This heartfelt, straightforwardish drama from New Zealand ends with a belting cover of Bronski Beat’s LGBTQ+ anthem Smalltown Boy: a song about a young man leaving home to find love and acceptance in the city. Rūrangi picks up a similar story a decade later, when a trans man goes back to the dairy farm where he grew up. It’s a film that thrums with warmth and gives the rest a lesson in how to get trans representation right: all the trans roles are played by trans actors (and for good measure some non-trans – or non-specific – roles too).
Elz Carrad gives a likably vulnerable performance as Caz, who ran away as a teenager to Auckland, where he has made a new family in the LGBTQ+ community, transitioned, found work as a trans activist and acquired a gorgeous boyfriend. When Caz arrives back in his home town Rūrangi, all the confidence vanishes. He feels as if he has to explain himself all the time. His dad Gerald (Kirk Torrance) doesn’t recognise him, then struggles to accept him. He also can’t forgive Caz for not coming back for his mum’s funeral. (She died of a rare cancer linked to chemical fertilisers.) Since then, old-school Gerald has become an environmental activist, so, right there you know he is capable of a change of heart.

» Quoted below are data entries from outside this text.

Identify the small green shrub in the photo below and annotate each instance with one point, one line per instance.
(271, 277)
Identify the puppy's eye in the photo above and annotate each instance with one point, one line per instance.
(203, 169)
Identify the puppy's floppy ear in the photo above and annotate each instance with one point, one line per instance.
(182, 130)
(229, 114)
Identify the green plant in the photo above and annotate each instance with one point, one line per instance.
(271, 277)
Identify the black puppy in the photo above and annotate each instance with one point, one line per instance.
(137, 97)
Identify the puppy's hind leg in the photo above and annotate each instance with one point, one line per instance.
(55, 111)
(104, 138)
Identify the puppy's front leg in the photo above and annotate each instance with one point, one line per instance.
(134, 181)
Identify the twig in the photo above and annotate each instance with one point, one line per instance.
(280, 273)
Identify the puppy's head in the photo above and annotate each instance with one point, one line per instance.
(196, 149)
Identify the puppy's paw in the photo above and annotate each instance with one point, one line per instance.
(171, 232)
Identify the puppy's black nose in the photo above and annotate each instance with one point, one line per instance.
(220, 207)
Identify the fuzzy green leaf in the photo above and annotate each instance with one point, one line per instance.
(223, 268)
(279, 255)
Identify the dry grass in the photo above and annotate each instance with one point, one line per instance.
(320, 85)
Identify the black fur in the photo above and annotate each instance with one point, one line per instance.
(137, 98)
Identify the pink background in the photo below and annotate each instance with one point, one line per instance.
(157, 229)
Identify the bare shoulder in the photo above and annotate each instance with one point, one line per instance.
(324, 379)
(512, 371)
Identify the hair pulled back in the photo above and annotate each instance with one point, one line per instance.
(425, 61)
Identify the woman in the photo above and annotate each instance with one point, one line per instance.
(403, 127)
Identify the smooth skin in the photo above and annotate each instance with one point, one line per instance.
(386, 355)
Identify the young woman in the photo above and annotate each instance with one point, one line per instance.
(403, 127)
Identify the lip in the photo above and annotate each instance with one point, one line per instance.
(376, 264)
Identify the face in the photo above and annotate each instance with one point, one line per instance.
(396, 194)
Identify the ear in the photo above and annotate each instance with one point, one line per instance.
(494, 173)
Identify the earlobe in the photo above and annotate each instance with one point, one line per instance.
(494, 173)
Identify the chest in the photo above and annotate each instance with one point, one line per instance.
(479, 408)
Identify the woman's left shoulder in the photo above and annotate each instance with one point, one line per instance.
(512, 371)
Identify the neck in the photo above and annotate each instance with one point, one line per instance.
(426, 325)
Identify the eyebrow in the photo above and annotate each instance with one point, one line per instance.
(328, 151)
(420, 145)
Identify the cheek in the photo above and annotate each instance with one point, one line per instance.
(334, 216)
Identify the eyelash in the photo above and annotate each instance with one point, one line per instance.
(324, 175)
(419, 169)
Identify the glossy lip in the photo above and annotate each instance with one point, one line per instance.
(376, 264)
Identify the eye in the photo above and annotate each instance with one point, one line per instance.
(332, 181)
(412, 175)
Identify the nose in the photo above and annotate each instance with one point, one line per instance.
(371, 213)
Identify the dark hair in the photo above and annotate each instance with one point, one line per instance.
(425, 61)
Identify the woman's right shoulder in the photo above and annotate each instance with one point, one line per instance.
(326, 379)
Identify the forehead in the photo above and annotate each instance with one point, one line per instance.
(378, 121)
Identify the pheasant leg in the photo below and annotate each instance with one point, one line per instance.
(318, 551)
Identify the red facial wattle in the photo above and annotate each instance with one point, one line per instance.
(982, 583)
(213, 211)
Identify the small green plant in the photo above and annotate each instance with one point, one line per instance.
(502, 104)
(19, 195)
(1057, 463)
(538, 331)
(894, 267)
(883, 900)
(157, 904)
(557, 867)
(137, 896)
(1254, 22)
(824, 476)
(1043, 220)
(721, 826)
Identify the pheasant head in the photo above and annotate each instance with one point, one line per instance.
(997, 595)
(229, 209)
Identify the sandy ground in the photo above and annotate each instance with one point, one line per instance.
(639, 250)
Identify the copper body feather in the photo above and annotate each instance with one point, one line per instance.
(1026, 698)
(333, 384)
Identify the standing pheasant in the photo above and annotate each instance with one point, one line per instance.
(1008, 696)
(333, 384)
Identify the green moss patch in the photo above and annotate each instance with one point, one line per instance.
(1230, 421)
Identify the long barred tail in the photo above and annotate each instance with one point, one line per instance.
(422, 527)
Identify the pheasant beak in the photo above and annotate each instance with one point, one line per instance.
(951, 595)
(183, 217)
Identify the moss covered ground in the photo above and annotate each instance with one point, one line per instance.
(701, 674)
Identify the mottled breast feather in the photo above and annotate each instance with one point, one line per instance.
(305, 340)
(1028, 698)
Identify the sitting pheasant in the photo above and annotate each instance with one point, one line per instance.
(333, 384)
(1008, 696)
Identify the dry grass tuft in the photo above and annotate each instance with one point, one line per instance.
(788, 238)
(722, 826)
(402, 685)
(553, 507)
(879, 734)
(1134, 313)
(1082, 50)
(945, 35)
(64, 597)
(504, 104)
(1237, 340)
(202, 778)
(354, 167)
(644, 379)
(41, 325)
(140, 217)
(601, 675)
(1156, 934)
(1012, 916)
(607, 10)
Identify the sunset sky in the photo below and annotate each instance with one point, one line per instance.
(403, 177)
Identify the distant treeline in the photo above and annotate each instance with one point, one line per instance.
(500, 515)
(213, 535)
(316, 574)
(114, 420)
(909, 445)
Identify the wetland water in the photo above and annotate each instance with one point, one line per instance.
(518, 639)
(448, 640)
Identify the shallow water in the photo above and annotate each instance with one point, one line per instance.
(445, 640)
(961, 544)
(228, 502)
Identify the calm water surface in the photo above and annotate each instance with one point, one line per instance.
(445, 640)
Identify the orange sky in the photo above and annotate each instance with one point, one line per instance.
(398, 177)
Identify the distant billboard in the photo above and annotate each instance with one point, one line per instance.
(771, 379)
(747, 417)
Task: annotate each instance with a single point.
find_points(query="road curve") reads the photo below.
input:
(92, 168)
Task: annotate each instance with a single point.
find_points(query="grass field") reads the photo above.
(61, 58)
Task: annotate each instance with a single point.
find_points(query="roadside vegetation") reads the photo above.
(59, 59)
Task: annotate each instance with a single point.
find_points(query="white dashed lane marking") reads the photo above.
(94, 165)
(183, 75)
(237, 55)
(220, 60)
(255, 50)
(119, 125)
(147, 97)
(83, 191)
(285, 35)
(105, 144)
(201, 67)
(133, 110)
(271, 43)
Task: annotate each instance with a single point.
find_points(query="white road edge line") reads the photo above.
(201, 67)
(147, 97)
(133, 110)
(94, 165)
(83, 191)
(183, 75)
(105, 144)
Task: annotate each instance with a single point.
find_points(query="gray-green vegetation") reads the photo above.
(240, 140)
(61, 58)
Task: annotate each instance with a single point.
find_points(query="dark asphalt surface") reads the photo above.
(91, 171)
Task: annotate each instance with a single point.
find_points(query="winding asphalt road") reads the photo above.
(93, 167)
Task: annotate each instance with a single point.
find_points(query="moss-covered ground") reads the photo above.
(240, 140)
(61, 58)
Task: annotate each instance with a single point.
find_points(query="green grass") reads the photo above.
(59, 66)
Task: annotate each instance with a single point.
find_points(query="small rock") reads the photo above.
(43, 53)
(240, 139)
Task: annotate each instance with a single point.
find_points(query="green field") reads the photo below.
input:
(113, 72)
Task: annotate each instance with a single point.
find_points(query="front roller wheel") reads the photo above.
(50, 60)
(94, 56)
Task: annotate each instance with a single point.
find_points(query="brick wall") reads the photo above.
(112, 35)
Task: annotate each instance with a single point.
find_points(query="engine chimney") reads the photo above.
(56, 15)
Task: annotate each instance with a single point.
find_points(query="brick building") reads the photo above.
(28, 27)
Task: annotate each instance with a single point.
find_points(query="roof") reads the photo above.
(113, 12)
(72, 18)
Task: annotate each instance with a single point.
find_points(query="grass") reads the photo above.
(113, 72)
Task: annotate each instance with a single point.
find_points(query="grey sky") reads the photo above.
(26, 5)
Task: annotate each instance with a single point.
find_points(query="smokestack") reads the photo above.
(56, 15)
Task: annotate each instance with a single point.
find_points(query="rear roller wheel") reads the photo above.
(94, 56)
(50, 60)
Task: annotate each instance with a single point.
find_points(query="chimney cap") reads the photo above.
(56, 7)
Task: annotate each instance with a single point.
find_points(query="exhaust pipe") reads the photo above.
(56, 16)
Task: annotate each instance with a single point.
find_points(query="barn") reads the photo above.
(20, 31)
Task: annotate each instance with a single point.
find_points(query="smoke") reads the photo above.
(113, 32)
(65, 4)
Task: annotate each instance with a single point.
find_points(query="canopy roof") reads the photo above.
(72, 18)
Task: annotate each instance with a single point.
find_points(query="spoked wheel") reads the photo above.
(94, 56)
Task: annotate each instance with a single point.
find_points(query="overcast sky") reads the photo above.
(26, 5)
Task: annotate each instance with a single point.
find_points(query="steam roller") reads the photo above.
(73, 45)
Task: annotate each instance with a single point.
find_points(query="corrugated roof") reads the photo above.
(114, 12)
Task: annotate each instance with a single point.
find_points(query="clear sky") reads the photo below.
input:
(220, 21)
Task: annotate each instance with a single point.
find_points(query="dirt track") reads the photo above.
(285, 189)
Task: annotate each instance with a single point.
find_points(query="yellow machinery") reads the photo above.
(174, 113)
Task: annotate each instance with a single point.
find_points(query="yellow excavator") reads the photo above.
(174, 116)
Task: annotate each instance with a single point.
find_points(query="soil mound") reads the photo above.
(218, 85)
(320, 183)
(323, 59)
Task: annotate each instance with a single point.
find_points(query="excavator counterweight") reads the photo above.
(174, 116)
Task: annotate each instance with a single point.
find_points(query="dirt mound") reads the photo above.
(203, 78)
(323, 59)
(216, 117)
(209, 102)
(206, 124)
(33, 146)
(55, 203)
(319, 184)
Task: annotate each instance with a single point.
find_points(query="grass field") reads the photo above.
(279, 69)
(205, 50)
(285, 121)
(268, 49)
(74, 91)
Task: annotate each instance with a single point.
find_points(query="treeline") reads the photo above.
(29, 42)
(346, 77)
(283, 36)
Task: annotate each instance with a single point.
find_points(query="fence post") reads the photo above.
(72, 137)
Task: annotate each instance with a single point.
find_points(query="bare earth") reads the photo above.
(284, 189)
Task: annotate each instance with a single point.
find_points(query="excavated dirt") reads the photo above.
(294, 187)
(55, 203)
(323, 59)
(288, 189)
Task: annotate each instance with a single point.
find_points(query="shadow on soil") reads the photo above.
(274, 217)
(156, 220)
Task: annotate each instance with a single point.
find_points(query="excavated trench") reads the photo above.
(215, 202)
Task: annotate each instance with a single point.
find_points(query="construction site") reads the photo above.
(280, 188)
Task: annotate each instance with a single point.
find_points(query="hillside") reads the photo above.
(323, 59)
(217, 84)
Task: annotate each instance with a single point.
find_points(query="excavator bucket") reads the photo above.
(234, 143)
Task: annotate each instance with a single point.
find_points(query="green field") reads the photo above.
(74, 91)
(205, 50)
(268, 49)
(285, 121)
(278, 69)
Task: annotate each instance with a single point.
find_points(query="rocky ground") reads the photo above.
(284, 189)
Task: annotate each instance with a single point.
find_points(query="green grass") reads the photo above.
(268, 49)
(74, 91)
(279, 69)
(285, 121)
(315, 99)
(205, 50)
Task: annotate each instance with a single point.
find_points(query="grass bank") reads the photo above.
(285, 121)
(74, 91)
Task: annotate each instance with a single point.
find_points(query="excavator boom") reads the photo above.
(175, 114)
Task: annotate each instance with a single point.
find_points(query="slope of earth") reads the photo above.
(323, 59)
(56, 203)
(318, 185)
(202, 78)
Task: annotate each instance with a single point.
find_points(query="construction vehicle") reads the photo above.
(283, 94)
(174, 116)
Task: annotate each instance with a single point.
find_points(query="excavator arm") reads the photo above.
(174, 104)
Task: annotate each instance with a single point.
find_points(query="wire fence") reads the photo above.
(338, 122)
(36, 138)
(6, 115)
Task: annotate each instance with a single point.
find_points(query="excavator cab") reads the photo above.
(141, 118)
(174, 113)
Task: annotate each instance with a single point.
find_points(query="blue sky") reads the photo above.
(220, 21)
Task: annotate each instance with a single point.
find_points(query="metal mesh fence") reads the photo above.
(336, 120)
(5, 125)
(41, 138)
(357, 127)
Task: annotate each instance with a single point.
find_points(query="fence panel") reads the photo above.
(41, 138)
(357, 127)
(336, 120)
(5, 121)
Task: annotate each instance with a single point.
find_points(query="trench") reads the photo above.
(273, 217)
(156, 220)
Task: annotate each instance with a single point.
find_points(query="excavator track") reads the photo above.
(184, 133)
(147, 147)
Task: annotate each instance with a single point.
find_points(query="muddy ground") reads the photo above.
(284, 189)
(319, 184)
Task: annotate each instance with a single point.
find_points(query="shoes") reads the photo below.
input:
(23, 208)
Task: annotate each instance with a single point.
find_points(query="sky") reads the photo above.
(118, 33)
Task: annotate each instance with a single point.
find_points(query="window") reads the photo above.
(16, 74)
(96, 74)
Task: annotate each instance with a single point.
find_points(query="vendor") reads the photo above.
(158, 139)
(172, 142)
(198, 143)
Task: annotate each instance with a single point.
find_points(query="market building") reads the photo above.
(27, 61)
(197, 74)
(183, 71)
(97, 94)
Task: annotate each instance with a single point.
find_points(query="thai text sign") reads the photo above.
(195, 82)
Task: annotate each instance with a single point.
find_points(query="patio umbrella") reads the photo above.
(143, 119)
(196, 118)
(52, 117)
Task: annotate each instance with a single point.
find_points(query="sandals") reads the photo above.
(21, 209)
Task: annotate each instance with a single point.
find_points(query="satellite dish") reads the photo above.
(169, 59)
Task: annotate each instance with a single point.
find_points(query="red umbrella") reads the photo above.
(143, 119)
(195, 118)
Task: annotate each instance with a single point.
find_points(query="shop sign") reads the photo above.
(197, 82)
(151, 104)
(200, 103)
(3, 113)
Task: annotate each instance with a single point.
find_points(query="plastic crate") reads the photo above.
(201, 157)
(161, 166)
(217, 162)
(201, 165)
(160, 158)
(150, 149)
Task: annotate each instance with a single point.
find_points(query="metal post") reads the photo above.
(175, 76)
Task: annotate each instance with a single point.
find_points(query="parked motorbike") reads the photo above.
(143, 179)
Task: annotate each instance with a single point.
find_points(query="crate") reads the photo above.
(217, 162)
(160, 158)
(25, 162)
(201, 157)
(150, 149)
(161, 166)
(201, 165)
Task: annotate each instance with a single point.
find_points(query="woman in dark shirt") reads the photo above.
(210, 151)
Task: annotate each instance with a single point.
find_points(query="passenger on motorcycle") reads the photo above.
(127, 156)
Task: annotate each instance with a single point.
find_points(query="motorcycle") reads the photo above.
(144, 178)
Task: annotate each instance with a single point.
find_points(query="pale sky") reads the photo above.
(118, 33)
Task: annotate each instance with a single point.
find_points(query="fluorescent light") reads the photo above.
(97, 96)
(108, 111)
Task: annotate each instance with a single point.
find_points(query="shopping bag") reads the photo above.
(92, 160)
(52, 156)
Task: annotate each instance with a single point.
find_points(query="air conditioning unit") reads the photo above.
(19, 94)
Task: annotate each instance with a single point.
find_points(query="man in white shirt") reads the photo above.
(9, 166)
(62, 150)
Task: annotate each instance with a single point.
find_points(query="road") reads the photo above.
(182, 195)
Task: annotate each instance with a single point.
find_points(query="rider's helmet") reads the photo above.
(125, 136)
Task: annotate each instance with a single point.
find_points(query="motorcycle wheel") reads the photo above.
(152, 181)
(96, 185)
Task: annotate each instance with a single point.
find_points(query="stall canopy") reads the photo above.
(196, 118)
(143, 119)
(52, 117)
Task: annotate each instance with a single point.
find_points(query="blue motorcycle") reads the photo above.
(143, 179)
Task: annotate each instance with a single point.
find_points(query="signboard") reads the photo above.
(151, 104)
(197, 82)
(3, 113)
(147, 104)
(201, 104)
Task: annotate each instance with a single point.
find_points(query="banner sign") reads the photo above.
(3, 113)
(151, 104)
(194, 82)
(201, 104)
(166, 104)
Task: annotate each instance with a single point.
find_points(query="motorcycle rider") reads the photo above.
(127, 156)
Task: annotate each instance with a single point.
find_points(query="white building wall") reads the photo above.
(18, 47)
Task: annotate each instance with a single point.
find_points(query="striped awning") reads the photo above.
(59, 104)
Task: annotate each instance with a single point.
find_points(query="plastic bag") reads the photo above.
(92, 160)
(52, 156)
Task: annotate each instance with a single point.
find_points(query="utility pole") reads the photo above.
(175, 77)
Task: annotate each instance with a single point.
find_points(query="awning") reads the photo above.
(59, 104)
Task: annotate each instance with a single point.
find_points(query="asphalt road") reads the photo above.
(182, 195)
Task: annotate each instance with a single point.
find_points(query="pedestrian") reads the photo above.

One of my issues with the film is that in its hurry for happy endings all round, the relationships feel a bit underdeveloped. In flashback, awkwardly edited, we see the crisis in Caz’s Auckland life, the thing that sent him home; like the film itself, the backstory runs along conventional lines. Still, Rūrangi gets by on its sheer warmth and a lovely streak of optimism about human nature.
• Rūrangi is released on 25 February in cinemas.